Das Spitzenspiel zwischen dem FC Bayern und dem BVB war ein Duell auf Augenhöhe, bei dem beide Klubs vor allem ihre Images bestätigen: Hier die sportlich wiedererstarkten Bayern, da die mittlerweile ebenso guten Dortmunder. Doch dies ist nur eine Momentaufnahme, denn die Rivalität der Vereine birgt Potenzial für Konflikte.

Ein Kommentar von Klaus Hoeltzenbein

"Fangen wir an mit dem Wichtigsten", sagte Jürgen Klopp, als er die Pressekonferenz in einem Tonfall eröffnete, als halte er eine Ansprache am Familientisch. Es tue ihm in der Seele weh, dass Holger Badstuber, dieser "tolle Spieler", sich so schwer verletzt habe (wohlgemerkt ohne Einwirkung eines Gegenspielers/d. Red.). Beileibe nicht allein wegen solch warmer Genesungswünsche seines Dortmunder Trainerkollegen sah sich Jupp Heynckes herausgefordert, selbst einen Toast auszusprechen.

Und zwar auf den Torwart des Gegenübers. Es sei endlich an der Zeit, dass dieser Weidenfeller eine Chance in der Nationalelf bekomme: Was solle der denn sonst noch halten? Ein sehr spezielles Lob war das, schließlich ist Heynckes' eigener Torwart, Manuel Neuer, die deutsche Nummer eins, und da erscheint es mehr als ungewöhnlich, ausgerechnet einen Herausforderer zu adeln.

Es war aber nun einmal nicht der Abend für kleinkrämerisches Aufrechnen, es war die Nacht der Gentlemen.

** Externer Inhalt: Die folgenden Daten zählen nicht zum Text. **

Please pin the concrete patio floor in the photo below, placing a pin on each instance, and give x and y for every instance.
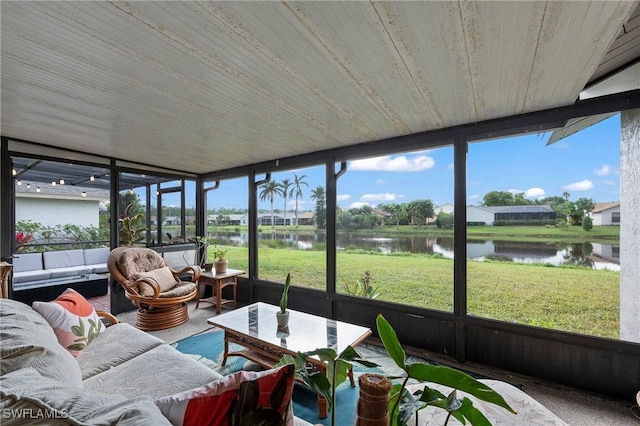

Dokumentiert darin, dass es den Hauptdarstellern gelang, sich in diesem nach der Pause dichten und spannenden Duell keine gelbe Karte einzuhandeln, ohne dass sich das Publikum deshalb beim Wattebäuschchen-Weitwurf wähnte.

Das lag jedoch auch daran, dass die Gentlemen derzeit ihre Ländereien abgesteckt haben: Bayern schickt sich an, die Dortmunder nach zwei demütigenden Spielzeiten in der Meisterchronik wieder abzulösen, die Borussen hinterließen jüngst auf dem internationalen Parkett den attraktiveren Eindruck. Bei elf Bundesliga-Punkten Vorsprung war es nun weniger ein Tabellen- als ein Imagespiel. Da will jeder gewinnen - mehr noch aber nicht verlieren.

Nach einem Remis kann also generös zugeprostet werden. Kein Zweifel aber, dass die Herren aus Dortmund bald wieder dezent darauf hinweisen, dass sie inzwischen besser rechnen können (nur 215 Millionen Umsatz, aber 34,28 Millionen Gewinn), derweil die Münchner Herren (373 Millionen Umsatz, nur 11,1 Millionen Gewinn) wohl erneut den Vertrag von Mario Götze inspizieren werden, um die Konditionen für einen Seitenwechsel auszuloten. Die Herren aus Dortmund wiederum dürften hellhörig werden, sobald einer wie Mario Gomez noch einmal Unzufriedenheit bekunden sollte.

Der Abend der Gentlemen ist also zunächst eine Momentaufnahme, er zeugt aber von einer neuen Qualität. Dortmund darf sich nach einer Phase aggressiven gegenseitigen Belauerns respektiert fühlen, und Bayern hat begriffen, dass der reich gewordene Emporkömmling da ist, wo er ist. Er bleibt am Tisch, auf Augenhöhe, selbst dann, wenn drunter mal wieder getreten wird.